Sans conteste, Feghouli mérite le Ballon d’Or. Il a réalisé une très belle saison, que ce soit avec son club ou l’Equipe nationale. Ses performances plaident pour lui, il a fait étalage de tout son talent et a été de loin le meilleur joueur algérien cette saison. En tout cas, le Ballon d’Or Le Buteur /El Heddaf a toujours été décerné au meilleur.

Pensez-vous qu’il aura un grand avenir ?

Oui, il a d’énormes qualités et sa façon de jouer déstabilise souvent l’adversaire. Il s’affirme dans son club et parvient à se faire une place dans un grand club européen. Je suis sûr que s’il continue comme ça, il ira très loin.

Même ses débuts en Equipe nationale ont été réussis. Il a d’ailleurs marqué un but lors de sa première apparition avec la sélection et le public algérien l’a tout de suite adopté. C’est un signe, selon vous ?

Ça c’est vrai, il a la tête sur les épaules comme on dit, il sait ce qu’il veut et sait comment l’obtenir. Vous savez, rares sont les joueurs qui réussissent dès leur première apparition en sélection. Cela prouve qu’il a beaucoup de qualités. Tout le monde s’accorde à le dire et je lui souhaite beaucoup de réussite.

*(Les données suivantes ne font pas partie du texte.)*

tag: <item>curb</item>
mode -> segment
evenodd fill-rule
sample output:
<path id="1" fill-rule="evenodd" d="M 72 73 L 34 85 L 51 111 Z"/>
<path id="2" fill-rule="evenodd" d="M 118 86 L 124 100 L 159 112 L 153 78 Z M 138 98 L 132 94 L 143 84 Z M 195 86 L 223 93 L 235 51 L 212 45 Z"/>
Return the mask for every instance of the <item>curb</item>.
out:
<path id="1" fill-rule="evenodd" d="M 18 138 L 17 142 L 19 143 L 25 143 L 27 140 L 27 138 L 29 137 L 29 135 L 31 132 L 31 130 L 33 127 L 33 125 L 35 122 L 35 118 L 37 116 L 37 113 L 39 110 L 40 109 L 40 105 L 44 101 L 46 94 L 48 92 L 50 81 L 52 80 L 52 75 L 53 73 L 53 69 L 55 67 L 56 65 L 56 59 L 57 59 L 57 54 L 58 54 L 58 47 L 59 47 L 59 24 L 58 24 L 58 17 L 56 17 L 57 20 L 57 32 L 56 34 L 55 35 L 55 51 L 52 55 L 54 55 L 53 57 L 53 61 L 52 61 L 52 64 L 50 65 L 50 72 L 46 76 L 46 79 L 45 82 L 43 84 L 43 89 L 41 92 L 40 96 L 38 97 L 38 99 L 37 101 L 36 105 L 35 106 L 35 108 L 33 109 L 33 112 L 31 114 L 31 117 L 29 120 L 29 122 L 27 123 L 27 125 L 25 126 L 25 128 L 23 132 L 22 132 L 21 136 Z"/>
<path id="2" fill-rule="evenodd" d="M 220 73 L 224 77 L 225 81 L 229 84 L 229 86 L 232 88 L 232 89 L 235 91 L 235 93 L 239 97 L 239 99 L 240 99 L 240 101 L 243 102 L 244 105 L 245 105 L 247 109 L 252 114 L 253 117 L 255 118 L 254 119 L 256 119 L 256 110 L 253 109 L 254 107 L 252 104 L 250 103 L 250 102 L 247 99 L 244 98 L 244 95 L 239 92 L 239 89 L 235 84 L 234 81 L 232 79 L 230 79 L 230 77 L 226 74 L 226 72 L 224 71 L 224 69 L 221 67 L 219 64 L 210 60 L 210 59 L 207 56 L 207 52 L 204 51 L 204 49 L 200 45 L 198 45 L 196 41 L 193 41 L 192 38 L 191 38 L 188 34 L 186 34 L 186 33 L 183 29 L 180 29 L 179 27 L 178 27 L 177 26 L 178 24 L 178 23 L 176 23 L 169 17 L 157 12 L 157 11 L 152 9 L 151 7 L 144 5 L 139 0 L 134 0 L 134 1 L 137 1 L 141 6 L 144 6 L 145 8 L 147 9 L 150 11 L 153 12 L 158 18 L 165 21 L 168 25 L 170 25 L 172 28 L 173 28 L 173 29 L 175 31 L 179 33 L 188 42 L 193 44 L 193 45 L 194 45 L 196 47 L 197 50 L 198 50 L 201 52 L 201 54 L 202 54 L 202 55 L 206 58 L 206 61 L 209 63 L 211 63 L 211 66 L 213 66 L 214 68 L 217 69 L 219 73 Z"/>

Vous qui êtes un habitué de la cérémonie du Ballon d’Or, que pensez-vous de cette 12e édition ?

En toute sincérité, c’était une grandiose cérémonie, comme vous nous avez habitués à le faire. Chaque année, Le Buteur et El Heddaf organisent une cérémonie de très haut niveau et on les en remercie. D’ailleurs quand nous étions dans la salle, la question de savoir si on était à la hauteur de cette cérémonie ne s’est guère posée. Personnellement, je considère Le Buteur et El Heddaf comme une fierté pour la presse algérienne et le football algérien en général. Il y a une chose qui m’a beaucoup touché durant cette cérémonie, pour laquelle je ne vous remercierai jamais assez, c’est d’avoir honoré Mhamed Talbi et Omar Kezzal. Le premier était un ami et un frère pour moi, c’était un grand homme. En ce qui concerne Omar Kezzal, je n’oublierai jamais ce qu’il a fait pour moi. C’est grâce à lui que je suis parti au Racing de Paris, je le considère comme le meilleur président que la Fédération algérienne de football ait connu. Il faudra songer à ériger une stèle à sa mémoire au siège de la FAF. J’ai été également touché quand notre cheikh Kermali a été honoré, c’était un grand moment d’émotion.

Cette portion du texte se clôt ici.